Which Vitamins You Need In Summer
Do you ever give thought to vitamin supplements in summer? If you’re like me, probably not.
I mean, vitamins are for winter, right?
In summer there’s lots of fresh fruit and vegetables for vitamin C and antioxidants, you’re getting vitamin D in the sun, replenishing your skin with a little vitamin E.
… you’re on vacation, not eating at regular times, maybe indulging in some junk foods you wouldn’t normally buy.
Not to mention swimming in chlorinated water at the local swimming pool, and maybe even getting sunburn or two.
The truth is, your immune system is under attack in summer just as much as it is in winter.
Fresh foods will help alleviate the punishment, but here’s something you probably didn’t know.
Sunlight destroys folate in your body, also known as vitamin B9.
The fact that folate is destroyed by sunlight was demonstrated in Chinese nutrition study several years ago.
Researchers found that women in child bearing years had much lower folate levels in summer.
Now, if you’ve ever been pregnant, you know the importance of folate (also available as folic acid).
So, if you’re out in the sun this summer, especially if you’re pregnant, don’t forget about folate and/or folic acid.
Here’s something else you probably didn’t know…
Wheat allergies increase during the summertime.

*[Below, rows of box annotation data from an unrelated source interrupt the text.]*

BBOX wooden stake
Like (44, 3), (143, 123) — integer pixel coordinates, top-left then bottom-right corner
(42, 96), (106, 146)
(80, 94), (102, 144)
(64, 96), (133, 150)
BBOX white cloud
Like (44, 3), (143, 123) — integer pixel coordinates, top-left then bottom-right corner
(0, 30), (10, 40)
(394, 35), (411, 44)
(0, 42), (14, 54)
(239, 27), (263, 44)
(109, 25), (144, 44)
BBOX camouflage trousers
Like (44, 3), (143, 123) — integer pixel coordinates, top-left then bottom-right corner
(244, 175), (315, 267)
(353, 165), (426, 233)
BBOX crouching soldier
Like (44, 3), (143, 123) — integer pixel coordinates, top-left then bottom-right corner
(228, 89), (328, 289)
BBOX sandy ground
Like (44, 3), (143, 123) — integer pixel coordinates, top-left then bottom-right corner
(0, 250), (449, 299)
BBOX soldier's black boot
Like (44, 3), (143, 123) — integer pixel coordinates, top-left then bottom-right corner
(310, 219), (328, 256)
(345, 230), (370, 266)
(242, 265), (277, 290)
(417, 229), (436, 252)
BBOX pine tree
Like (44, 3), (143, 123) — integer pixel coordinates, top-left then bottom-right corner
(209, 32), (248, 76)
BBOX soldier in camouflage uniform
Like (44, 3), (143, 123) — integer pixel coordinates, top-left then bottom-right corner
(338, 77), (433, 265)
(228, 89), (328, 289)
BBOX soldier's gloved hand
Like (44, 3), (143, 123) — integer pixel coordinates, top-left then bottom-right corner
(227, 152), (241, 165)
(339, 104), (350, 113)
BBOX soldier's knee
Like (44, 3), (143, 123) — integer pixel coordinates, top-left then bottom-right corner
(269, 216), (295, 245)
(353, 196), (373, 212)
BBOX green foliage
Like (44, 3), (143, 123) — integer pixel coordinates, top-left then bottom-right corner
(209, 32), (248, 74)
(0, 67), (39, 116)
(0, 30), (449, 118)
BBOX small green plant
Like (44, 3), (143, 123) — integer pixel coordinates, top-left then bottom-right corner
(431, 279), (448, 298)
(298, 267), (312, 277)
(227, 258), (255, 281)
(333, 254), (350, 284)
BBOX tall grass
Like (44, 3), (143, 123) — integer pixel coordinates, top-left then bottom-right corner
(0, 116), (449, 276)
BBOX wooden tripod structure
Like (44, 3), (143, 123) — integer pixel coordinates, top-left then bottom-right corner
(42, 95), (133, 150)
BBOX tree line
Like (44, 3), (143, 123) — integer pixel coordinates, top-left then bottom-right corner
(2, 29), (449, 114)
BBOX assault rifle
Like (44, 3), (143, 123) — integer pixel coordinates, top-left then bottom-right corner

Because vitamin F helps the body assimilate wheat. But if you get sunburned, the body sends all of its available vitamin F to the sunburned area to heal it.
For some people, that triggers an allergy to wheat.
To increase your intake of vitamin F, look for its common name: linoleic acid, which comes from poly-unsaturated fats like olive oil, grape seed oil, and sunflower oil.
Many people put these oils on their skin after being in the sun — an excellent idea!
Coconut oil helps too.
The medium chain fatty acids in coconut oil not only help the body heal from a sunburn, but ward off wheat allergies, as a bonus.
That fact alone is a testament to the way God looks after us and why it makes sense to only eat foods that are in season.
Think about it. Wheat is not harvested until the fall. It’s meant to be eaten in fall and winter when the sun is not powerful enough to deplete vitamin F in your body, which triggers a wheat allergy.
Secondly, wheat does not grow well in the tropics, yet coconuts do… and they just happen to be good for a day spent in the tropics — under the sun.
No wonder coconut oil is good for sun-scorched skin!